Panel | Description |
---|---|
Local Max Disk IO Utilization (Min 1m) | The green line indicates write operations and the yellow line indicates read operations. |
Local Avg Bytes Read / Written Per Node (2m) | The red line indicates write operations and the blue line indicates read operations. |
Local Total bytes Read / Written (2m) | The red line indicates write operations and the blue line indicates read operations. |
Local Total Read / Write Rate (2m) | The red line indicates write operations and the blue line indicates read operations. |
NFS Average Request Time by Operation | Duration requests took from when a request was enqueued to when it was completely handled for a given operation, in seconds. The green line indicates write operations and the yellow line indicates read operations. |
NFS Avg Bytes Read / Written Per Node (2m) | The red line indicates write operations and the blue line indicates read operations. |
NFS Total Bytes Read / Written (2m) | The red line indicates write operations and the blue line indicates read operations. |
NFS Total Read / Write Rate | The red line indicates write operations and the blue line indicates read operations. |
NFS Average Response Time by Operation | Duration requests took to get a reply back after a request for a given operation was transmitted, in seconds. The green line indicates write operations and the yellow line indicates read operations. |
NFS Avg Write Rate Per Active Node (2m) | The red line indicates write operations and the dashed green line displays active nodes. Only includes nodes writing over 10 KB/s. |
NFS Avg Read Rate Per Active Node (2m) | The blue line indicates read operations and the dashed green line displays active nodes. Only includes nodes reading over 10 KB/s. |
NFS Nodes with Retransmissions | Retransmissions indicate packet loss on the network, either due to congestion or faulty equipment or cabling. |
Filesystem: NFS Average Response and Request
The NFS Average Response and Request graphs describe the performance of the filesystem. A slowdown or spike could indicate that the storage is too slow, and that the job might perform better with faster or a different type of storage, such as object storage.

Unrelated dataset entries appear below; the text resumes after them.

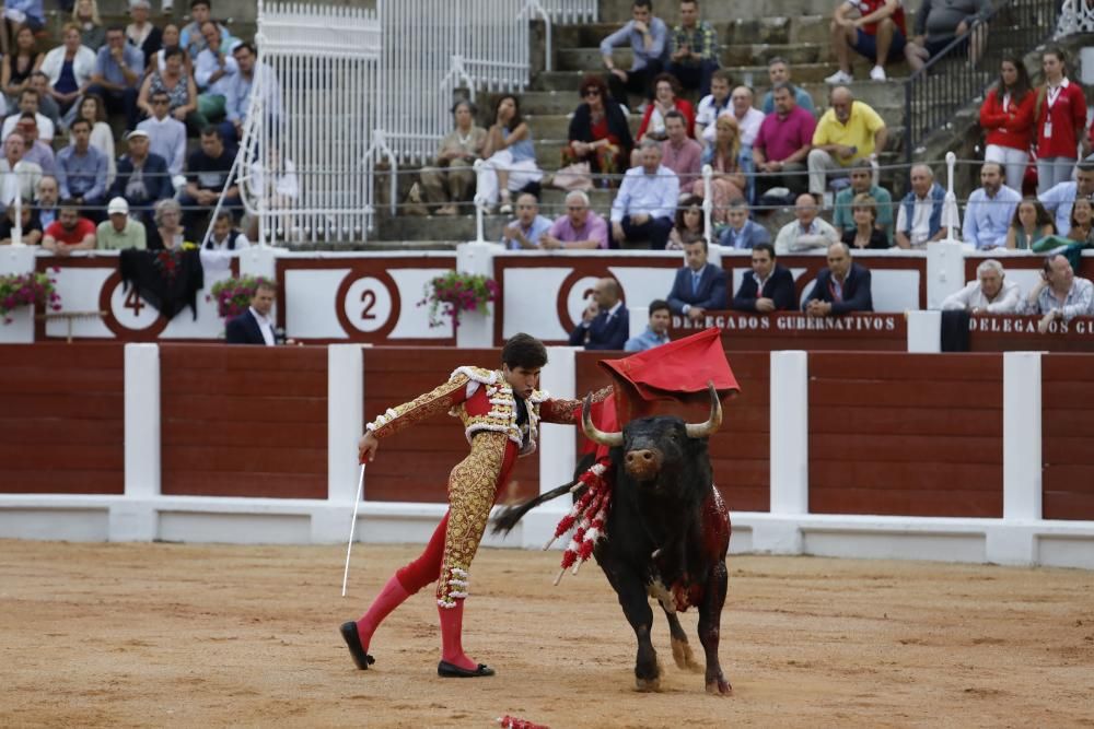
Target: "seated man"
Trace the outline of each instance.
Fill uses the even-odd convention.
[[[911,190],[900,200],[896,214],[896,245],[901,248],[924,248],[928,243],[942,240],[947,228],[942,224],[942,204],[946,191],[934,181],[927,165],[912,165]]]
[[[828,248],[839,240],[839,233],[828,221],[817,215],[817,203],[811,195],[800,195],[794,203],[798,219],[782,226],[775,237],[775,250],[780,256],[815,248]]]
[[[858,14],[858,17],[852,17]],[[831,48],[839,70],[827,83],[851,83],[850,49],[874,62],[872,81],[885,81],[885,64],[904,58],[908,30],[900,0],[841,0],[831,19]]]
[[[631,337],[624,344],[625,352],[644,352],[654,346],[668,343],[668,325],[672,322],[672,314],[668,309],[668,302],[663,298],[655,298],[650,302],[650,324],[645,331],[638,337]]]
[[[817,273],[802,310],[811,317],[874,310],[870,271],[851,261],[851,249],[846,243],[828,246],[828,268]]]
[[[842,176],[856,160],[870,160],[885,151],[888,130],[870,106],[854,101],[847,86],[836,86],[828,96],[831,106],[813,132],[810,151],[810,192],[819,201],[828,177]]]
[[[648,240],[653,250],[664,250],[673,230],[673,215],[680,195],[676,174],[661,164],[661,143],[644,140],[639,148],[642,164],[624,176],[612,202],[612,238]]]
[[[775,246],[760,243],[753,246],[753,270],[746,273],[733,297],[737,311],[789,311],[794,308],[794,275],[775,262]]]
[[[874,225],[885,233],[887,240],[892,240],[893,196],[884,187],[874,185],[874,168],[869,160],[859,160],[851,165],[851,186],[836,193],[836,212],[831,216],[831,226],[840,233],[856,230],[851,202],[859,195],[869,195],[874,199],[874,210],[877,212]]]
[[[985,162],[980,167],[980,189],[968,196],[962,237],[981,250],[1006,247],[1006,232],[1022,193],[1003,185],[1003,166]]]
[[[676,272],[673,290],[668,294],[673,314],[696,321],[708,310],[729,308],[725,271],[707,262],[706,238],[684,244],[684,261],[685,266]]]
[[[148,248],[144,224],[129,217],[129,203],[125,198],[114,198],[106,207],[108,220],[98,224],[95,232],[100,250],[121,250],[124,248]]]
[[[68,256],[73,250],[93,250],[95,224],[80,216],[75,202],[62,200],[57,220],[46,227],[42,247],[57,256]]]
[[[566,214],[559,215],[550,230],[539,236],[539,247],[545,250],[607,248],[608,224],[589,209],[587,195],[572,190],[566,196]]]
[[[593,286],[593,301],[581,322],[570,332],[572,346],[586,350],[621,350],[630,336],[630,315],[619,298],[619,282],[601,279]]]
[[[536,196],[524,192],[516,198],[516,219],[501,232],[501,245],[510,250],[538,248],[539,238],[550,230],[550,221],[539,214]]]
[[[748,203],[744,198],[730,200],[725,211],[729,223],[718,239],[723,248],[748,250],[761,243],[771,243],[771,234],[767,228],[748,217]]]
[[[773,187],[784,187],[792,195],[808,188],[805,158],[813,149],[813,132],[817,122],[813,115],[794,102],[793,86],[788,82],[775,85],[775,111],[764,118],[753,143],[756,172],[756,195]]]
[[[943,311],[1014,314],[1022,305],[1019,284],[1006,281],[1003,264],[994,258],[976,267],[976,281],[942,299]]]

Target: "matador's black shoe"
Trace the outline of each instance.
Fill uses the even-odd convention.
[[[361,647],[361,637],[357,634],[357,623],[350,621],[348,623],[342,623],[338,632],[342,635],[342,640],[349,647],[349,655],[353,657],[353,662],[362,671],[368,671],[369,666],[376,662],[376,659],[364,652],[364,648]]]
[[[466,669],[442,660],[437,665],[437,674],[445,679],[477,679],[482,675],[493,675],[493,669],[486,663],[479,663],[476,669]]]

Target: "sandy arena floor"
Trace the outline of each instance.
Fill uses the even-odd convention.
[[[337,626],[416,549],[0,541],[4,727],[1094,727],[1094,575],[732,557],[728,698],[678,670],[633,686],[635,639],[595,565],[484,550],[464,645],[493,679],[439,679],[419,593],[357,671]],[[684,625],[699,651],[696,615]],[[494,725],[496,726],[496,725]]]

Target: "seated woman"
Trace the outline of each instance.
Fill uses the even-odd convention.
[[[1026,198],[1014,209],[1014,217],[1006,231],[1006,247],[1011,250],[1029,250],[1041,238],[1056,233],[1052,215],[1037,198]]]
[[[523,190],[544,176],[536,165],[532,132],[521,117],[516,96],[505,94],[494,104],[493,124],[487,132],[482,156],[486,163],[480,168],[475,200],[492,208],[500,199],[498,212],[509,215],[513,212],[511,192]]]
[[[843,231],[843,243],[851,248],[889,248],[885,231],[877,230],[877,201],[869,192],[860,192],[851,200],[851,220],[854,228]]]
[[[630,138],[627,114],[598,75],[581,82],[582,103],[570,119],[570,143],[562,149],[562,166],[587,162],[593,173],[615,175],[630,158],[635,142]]]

Filesystem: NFS Total Read / Write
The NFS Total Read / Write graphs typically display a large red spike when a job starts, as the model and data are read in. While the job runs, the graph shows smaller write spikes at regular intervals, which occur as the checkpoints are written out. Comparing these graphs with the panels in the GPU Metrics section may help to confirm that running jobs are behaving as expected.
Node Resources
The Node Resources section includes the CPU Allocation panel, which displays the total number of CPU cores utilized over the job runtime.